Last week, Labour MP and Shadow Secretary for Education, Kate Green, proclaimed “we don’t want children doing maths at five and six in the evening”. This statement reinforces the stereotypical poor reputation of maths and people’s fear of not having the right answers. If you ask a random sample of people for their opinion about the subject, everyone will give a different answer. Of course, there will inevitably be those who did not enjoy maths at school and have a fear of numbers. It is, most commonly, these voices that are raised the loudest and we hear repeatedly. However, there is another set of voices: those who thoroughly enjoyed maths at school. These voices need to be raised and heard in equal measure.

Who wants to do maths in the evening?

I understand that not everyone loves every subject. After finishing A-Level Chemistry, I was more than happy to never set foot in a lab again. However, maths seems to be unique in its societal acceptance of being derided. Nevertheless, it is those who work in mathematics, statistics and data science that allow us all to see the world through different eyes. In a world that’s becoming more complicated by the second, it’s maths that helps us make sense of how things work and leads us to solve problems that seem unsolvable.

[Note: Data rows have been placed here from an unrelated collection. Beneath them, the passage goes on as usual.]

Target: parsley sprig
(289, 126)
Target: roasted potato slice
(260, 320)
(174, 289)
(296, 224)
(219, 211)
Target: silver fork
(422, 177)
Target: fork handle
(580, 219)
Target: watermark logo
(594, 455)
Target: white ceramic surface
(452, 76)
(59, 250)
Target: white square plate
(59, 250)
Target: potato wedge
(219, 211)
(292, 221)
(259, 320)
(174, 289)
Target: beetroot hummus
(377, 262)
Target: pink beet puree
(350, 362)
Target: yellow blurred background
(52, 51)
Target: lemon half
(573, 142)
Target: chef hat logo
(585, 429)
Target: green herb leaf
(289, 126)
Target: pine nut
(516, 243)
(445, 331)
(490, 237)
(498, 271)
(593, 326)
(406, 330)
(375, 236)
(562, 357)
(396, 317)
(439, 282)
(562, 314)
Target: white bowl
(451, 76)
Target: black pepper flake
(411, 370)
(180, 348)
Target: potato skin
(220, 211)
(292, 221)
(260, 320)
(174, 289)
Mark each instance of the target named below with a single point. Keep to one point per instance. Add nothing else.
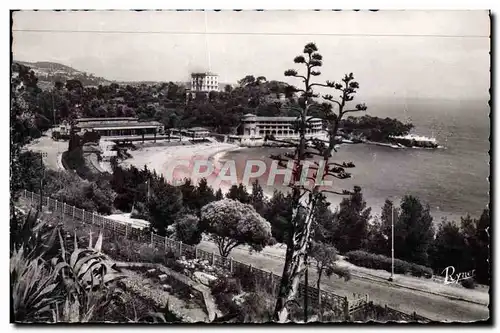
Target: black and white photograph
(250, 166)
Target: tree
(164, 204)
(304, 199)
(238, 192)
(325, 223)
(279, 214)
(189, 195)
(449, 249)
(204, 193)
(326, 256)
(232, 223)
(351, 231)
(218, 195)
(187, 229)
(413, 232)
(257, 199)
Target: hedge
(378, 261)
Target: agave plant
(34, 290)
(89, 280)
(37, 237)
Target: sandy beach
(163, 158)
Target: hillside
(50, 72)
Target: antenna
(206, 42)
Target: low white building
(280, 127)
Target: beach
(164, 158)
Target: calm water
(452, 180)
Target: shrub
(247, 279)
(377, 261)
(226, 286)
(468, 283)
(257, 308)
(223, 290)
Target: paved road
(54, 150)
(435, 307)
(381, 292)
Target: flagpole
(392, 243)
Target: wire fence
(268, 280)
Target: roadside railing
(267, 279)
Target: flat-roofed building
(118, 126)
(198, 132)
(193, 132)
(280, 127)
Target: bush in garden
(226, 286)
(247, 279)
(256, 308)
(231, 223)
(468, 283)
(377, 261)
(223, 290)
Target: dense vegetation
(181, 211)
(169, 104)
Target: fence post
(346, 308)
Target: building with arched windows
(280, 127)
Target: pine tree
(304, 199)
(352, 228)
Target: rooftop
(104, 119)
(203, 74)
(198, 129)
(287, 119)
(119, 124)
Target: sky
(407, 54)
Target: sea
(452, 180)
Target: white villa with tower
(255, 127)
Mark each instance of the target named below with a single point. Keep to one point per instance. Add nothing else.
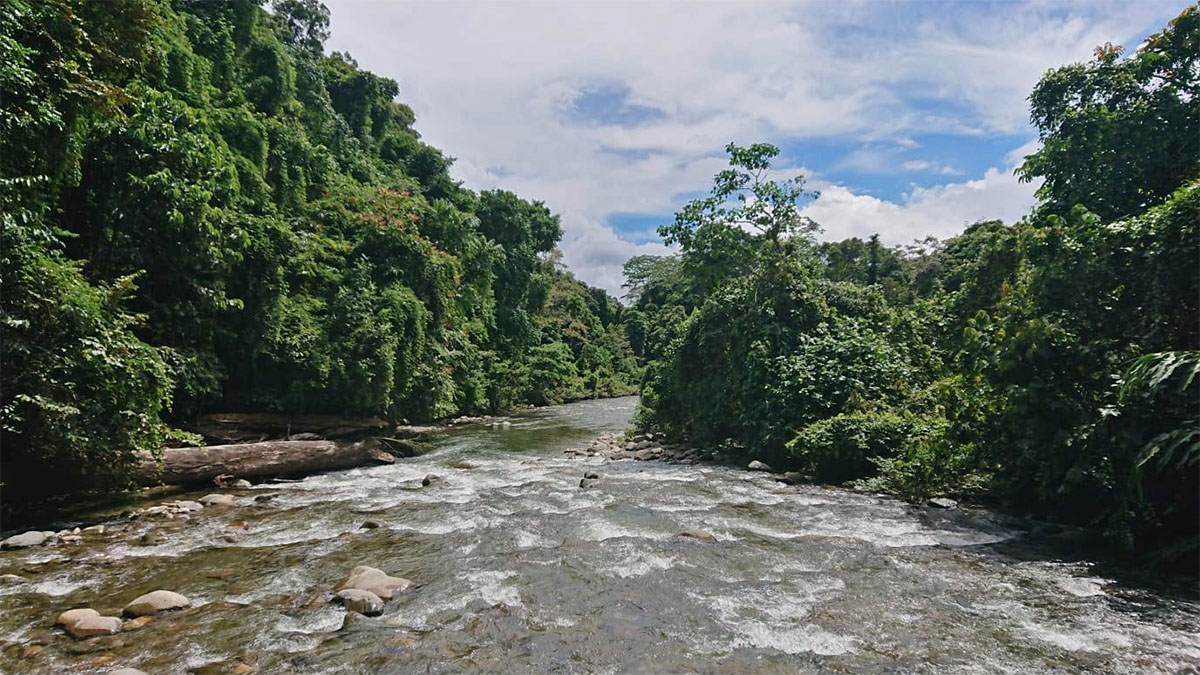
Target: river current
(519, 569)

Fighting against the “who wants to do maths in the evening” viewpoint, I think it’s important to talk about what maths is not.
It isn’t a series of rules that you have to learn by rote. Nor a subject that focuses on moving letters and numbers on either side of an equals sign. Critically, it most definitely is not a subject where you should fear getting the answer wrong. The truth is those who work in mathematical sciences are wrong most of the time. It’s not something we’re ashamed of.  As frustrating as it is when an approach hasn’t worked, we start again with a different idea.

Maths as a mechanism for switching off.

My job allows me time to do lots of different things: maths, coding, business development to name just a few.  At the end of the day, I’ll switch off by solving puzzles. Working on a puzzle is absorbing, (there’s no enjoyment if you try and cheat to get the answer) but it also often leads to me being creative in other ways. For instance, having a good idea to try out the next day, or sketching how to visualise a result.

Let’s not mix up arguments about the length of the school day with negative stereotypes of subjects. Instead, let’s raise the voices of those who work in a field that underpins large portions of the UK economy, supports scientific developments, helps solve societal challenges and brings joy into the lives of so many.